Plausible Fuzzybutt

Global temperature in 2023 was odd. Having been following this on and off for a year now, I think my initial response still holds: what we have is a multitude of possibly unsatisfying answers. They way the climate works, the limited experimental affordances of climate science, and the tools we have mean that it’s not possible to say definitively what caused something like 2023, particularly not when the question is as ill-posed as that. Sure, one can try and quantify the effects of Hunga-tonga Hunga-ha’apai, but it will inevitably come with a relatively wide uncertainty range. Ditto the effects of shipping aerosols, ditto Saharan dust, ditto ENSO, ditto Antarctic ice, ditto solar forcings, ditto the interactions of all these things and others that have been posited as contributing to that oddness. The uncertainties in the inputs to these analyses, as well as the uncertainties inherent in modelling and comparison to observations mean that what we get out is fuzzy yet plausible, which is more or less where we were at the start.
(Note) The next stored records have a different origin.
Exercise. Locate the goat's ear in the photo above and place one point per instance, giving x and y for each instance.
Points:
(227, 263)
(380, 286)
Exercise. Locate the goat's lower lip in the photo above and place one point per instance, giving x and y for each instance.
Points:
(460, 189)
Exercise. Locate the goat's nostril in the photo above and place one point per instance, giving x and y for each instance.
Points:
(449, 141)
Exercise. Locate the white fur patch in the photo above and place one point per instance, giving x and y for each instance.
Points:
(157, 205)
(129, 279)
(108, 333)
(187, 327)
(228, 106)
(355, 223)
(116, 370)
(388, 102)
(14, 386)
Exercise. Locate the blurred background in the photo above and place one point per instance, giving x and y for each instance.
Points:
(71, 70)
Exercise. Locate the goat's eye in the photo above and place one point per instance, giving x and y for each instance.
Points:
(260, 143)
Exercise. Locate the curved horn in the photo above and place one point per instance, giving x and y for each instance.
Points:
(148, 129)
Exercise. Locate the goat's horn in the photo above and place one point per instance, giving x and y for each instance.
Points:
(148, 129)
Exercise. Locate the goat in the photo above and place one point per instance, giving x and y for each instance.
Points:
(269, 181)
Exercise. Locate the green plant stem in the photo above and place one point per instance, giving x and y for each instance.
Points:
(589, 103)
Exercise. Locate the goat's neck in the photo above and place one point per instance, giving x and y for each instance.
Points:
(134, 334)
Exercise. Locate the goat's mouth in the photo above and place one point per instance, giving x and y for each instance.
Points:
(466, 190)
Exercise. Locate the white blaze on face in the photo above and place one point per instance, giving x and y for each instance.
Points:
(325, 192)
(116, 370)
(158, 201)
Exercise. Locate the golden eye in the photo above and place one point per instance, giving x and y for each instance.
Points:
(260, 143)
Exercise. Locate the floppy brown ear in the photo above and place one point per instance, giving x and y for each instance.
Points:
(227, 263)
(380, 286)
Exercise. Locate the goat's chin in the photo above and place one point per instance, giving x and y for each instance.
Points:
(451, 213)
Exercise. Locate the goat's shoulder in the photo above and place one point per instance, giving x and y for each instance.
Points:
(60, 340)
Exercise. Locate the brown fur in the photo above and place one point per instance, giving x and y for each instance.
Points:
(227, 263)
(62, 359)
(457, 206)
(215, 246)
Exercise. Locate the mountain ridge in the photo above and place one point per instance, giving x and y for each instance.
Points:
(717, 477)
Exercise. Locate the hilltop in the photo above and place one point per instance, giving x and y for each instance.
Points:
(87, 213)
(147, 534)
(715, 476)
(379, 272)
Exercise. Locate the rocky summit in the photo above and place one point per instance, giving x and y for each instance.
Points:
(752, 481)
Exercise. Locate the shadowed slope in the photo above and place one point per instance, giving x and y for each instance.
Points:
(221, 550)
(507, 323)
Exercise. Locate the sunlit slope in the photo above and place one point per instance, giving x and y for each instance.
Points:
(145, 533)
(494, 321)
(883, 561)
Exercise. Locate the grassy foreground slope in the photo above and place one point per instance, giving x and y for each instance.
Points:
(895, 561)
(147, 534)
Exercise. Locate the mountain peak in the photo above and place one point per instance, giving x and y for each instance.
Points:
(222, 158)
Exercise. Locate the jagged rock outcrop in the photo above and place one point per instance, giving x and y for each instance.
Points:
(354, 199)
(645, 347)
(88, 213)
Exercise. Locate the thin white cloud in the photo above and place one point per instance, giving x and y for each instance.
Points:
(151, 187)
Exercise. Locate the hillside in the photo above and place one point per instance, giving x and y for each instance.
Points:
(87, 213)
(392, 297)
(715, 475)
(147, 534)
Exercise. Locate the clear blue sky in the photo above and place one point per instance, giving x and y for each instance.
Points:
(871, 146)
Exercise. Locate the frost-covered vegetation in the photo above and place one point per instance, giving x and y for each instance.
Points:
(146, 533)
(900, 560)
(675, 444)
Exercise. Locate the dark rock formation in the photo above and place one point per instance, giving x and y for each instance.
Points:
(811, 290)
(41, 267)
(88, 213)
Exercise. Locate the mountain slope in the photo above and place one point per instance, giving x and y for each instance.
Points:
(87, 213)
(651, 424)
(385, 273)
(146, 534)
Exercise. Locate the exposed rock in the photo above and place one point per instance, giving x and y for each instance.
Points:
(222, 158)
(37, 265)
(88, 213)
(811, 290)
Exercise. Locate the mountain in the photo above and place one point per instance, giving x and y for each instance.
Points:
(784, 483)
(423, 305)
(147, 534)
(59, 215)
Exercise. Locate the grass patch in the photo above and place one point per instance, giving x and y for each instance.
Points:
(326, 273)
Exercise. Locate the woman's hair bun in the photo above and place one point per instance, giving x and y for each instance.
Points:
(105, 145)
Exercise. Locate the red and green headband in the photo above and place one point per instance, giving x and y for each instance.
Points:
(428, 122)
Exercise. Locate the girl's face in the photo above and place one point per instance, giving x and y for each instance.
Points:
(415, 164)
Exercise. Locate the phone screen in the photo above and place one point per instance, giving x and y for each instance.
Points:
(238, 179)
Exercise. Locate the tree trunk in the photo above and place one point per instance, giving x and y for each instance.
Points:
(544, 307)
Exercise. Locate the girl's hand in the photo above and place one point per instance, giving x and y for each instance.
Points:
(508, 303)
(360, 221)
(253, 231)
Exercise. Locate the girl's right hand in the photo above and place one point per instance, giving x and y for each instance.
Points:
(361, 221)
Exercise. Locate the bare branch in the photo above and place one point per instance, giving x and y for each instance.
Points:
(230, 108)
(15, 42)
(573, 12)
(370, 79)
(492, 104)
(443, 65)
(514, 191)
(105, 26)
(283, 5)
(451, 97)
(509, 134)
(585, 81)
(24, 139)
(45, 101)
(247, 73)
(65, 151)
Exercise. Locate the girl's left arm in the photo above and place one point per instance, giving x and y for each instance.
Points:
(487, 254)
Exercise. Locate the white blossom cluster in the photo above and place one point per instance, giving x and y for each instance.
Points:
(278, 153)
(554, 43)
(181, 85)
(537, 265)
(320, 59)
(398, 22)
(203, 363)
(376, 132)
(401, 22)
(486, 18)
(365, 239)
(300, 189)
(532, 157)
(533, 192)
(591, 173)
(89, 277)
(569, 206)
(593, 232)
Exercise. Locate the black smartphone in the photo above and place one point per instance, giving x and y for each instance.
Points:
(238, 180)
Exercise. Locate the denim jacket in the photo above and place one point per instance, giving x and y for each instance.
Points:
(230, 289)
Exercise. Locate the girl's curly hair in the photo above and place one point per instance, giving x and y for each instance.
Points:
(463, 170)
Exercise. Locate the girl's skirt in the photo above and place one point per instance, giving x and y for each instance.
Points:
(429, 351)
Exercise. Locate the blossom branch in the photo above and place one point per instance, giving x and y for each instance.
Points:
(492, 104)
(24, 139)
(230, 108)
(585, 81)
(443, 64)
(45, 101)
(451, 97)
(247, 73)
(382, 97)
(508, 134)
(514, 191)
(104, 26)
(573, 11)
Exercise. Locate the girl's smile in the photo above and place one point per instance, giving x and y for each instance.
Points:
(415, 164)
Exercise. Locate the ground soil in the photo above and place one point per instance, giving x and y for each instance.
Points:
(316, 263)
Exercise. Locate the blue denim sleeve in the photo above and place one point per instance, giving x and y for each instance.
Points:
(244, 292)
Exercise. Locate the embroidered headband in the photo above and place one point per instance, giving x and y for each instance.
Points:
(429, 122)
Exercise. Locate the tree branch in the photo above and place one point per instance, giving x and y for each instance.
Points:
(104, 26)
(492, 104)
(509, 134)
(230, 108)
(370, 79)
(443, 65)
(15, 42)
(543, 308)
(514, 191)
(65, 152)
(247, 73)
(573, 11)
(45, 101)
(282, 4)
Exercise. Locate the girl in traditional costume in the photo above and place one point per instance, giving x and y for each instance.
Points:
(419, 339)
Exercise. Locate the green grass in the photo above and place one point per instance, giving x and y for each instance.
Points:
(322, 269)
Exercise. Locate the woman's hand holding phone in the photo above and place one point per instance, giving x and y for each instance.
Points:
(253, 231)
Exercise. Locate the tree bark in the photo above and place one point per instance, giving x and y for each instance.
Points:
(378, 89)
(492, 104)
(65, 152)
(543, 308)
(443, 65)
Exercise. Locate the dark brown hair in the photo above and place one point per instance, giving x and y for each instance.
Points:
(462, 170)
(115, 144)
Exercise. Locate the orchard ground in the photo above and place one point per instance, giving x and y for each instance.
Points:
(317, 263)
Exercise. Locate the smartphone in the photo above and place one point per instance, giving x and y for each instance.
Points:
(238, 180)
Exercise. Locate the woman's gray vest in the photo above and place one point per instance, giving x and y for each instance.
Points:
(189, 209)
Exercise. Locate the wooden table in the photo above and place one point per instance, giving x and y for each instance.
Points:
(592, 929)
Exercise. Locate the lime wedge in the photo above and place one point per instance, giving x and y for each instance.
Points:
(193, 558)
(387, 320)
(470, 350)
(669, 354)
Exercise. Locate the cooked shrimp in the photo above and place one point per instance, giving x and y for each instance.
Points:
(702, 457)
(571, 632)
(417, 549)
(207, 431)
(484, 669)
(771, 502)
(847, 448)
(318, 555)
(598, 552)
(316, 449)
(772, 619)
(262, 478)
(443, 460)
The fuzziness is fuzzied further because each analysis has its own particular motivations and methods that don’t necessarily align with the particular goal of explaining the global mean temperature anomaly of 2023. That’s no criticism of the individual papers mind. The motivations behind each one are sound and interesting and move the science forward (in some sense) but not necessarily towards a satisfying explanation. It seems that the Hunga-Tonga contribution is small – so we haven’t learned nothing at all – but it is uncertain, possibly more complex than that, and might even be negative.

It’s not clear that this necessarily helps us any.